A synergistic strategy for Trans-Anethole in controlling bacterial wilt: Virulence suppression and beneficial microbiome enrichment

Plant-derived terpenoids are essential secondary metabolites involved in plant disease resistance and defense and exhibit broad-spectrum antibacterial properties. Despite this, the specific bioactivities of terpenoids against Ralstonia solanacearum remains extensively unexplored. Herein, the bioactivities of 30 terpenoids against R. solanacearum were assessed, and trans-anethole (TAN) was identified as a potent antibacterial agent with a minimum inhibitory concentrations (MICs) and minimum bactericidal concentrations (MBCs) of 50 mg/L and 75 mg/L, respectively. Importantly, TAN was not toxic to silkworms, earthworms, tobacco seeds, plant, or E. coli.
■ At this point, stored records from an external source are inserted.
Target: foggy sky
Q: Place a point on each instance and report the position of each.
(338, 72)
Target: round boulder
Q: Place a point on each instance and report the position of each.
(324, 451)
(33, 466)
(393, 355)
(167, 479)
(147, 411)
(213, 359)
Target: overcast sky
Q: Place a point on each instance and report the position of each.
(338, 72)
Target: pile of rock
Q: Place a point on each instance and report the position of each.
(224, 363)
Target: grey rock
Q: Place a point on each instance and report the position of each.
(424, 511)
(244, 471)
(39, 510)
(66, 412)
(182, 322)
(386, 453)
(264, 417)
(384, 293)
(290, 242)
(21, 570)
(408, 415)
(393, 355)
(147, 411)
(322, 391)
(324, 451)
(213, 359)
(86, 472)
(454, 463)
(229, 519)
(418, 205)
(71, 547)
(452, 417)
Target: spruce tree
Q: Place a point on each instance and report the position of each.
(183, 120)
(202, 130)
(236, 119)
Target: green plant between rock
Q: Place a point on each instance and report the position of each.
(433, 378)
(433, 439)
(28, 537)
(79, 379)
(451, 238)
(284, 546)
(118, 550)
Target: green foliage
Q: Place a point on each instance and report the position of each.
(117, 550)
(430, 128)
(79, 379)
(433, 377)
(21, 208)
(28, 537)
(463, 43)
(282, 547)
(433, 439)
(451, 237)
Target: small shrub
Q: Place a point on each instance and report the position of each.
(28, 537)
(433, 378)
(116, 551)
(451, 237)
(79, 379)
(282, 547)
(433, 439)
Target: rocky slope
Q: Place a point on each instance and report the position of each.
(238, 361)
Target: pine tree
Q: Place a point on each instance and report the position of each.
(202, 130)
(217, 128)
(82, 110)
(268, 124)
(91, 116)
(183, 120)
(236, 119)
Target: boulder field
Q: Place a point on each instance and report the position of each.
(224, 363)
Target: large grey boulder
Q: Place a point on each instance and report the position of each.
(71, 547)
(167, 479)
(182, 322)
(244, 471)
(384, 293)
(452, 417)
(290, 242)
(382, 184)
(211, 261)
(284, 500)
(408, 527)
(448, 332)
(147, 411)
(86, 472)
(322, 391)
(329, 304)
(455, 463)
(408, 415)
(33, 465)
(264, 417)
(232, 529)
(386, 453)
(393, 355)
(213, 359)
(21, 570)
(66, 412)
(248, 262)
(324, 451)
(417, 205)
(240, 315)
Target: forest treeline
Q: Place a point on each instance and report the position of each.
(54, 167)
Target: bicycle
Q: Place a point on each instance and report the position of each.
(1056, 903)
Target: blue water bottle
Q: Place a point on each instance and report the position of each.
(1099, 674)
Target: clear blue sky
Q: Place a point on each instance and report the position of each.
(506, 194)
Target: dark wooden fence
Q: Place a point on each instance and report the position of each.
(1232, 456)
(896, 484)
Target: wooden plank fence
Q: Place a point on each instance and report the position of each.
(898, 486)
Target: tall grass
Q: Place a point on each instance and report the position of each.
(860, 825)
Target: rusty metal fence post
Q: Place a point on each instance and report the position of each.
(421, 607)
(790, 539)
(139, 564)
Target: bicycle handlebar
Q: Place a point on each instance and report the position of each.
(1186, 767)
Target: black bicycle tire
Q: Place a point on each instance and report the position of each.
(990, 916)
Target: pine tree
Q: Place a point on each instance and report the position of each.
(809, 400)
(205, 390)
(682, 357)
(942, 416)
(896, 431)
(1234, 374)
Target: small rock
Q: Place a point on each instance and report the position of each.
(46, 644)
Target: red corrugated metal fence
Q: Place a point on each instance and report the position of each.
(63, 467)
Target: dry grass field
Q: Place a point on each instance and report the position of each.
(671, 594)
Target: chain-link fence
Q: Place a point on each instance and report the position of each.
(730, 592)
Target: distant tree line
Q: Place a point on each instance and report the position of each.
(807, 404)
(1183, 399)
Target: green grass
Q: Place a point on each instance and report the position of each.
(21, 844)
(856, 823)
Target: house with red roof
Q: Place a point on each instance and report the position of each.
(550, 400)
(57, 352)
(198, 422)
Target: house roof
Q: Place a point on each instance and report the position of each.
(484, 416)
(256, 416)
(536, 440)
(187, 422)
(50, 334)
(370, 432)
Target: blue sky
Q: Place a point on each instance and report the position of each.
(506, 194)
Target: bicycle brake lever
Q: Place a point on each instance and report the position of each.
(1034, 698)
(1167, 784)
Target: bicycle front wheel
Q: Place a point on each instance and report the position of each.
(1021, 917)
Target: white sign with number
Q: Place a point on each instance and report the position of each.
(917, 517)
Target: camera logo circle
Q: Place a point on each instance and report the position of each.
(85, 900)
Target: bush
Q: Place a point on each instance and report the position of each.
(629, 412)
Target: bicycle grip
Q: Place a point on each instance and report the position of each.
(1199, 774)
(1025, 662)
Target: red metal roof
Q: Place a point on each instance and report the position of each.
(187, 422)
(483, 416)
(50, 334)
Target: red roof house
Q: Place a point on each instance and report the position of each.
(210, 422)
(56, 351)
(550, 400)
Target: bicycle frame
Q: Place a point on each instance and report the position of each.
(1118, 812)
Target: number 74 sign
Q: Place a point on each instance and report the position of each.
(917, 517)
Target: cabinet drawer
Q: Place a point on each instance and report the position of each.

Furthermore, through biochemical and molecular analyses, we observed that TAN at concentrations above 25 mg/L significantly impeded the R. solanacearum growth, blocked ATP and exopolysaccharide (EPS) synthesis, caused DNA damage and cell rupture, and affected bacterial swimming motility and biofilm formation. TAN also notably suppressed genes involved in EPS synthesis, biofilm regulation, chemotaxis and flagellar motility in R. solanacearum. Compared with traditional thiodiazole copper (TCO) and ethylicin (ET) treatments, the application of 100 mg/L TAN effectively prevented R. solanacearum invasion, resulting in a significantly greater control efficiency at in both greenhouse and field test. Additionally, TAN enhanced the abundance of the beneficial bacteria Bacillus and Sphingomonas and inhibited Ralstonia growth. These findings highlight the antibacterial properties of TAN, which is providing a natural compound with potential for as a pesticide and bacterial wilt control agent.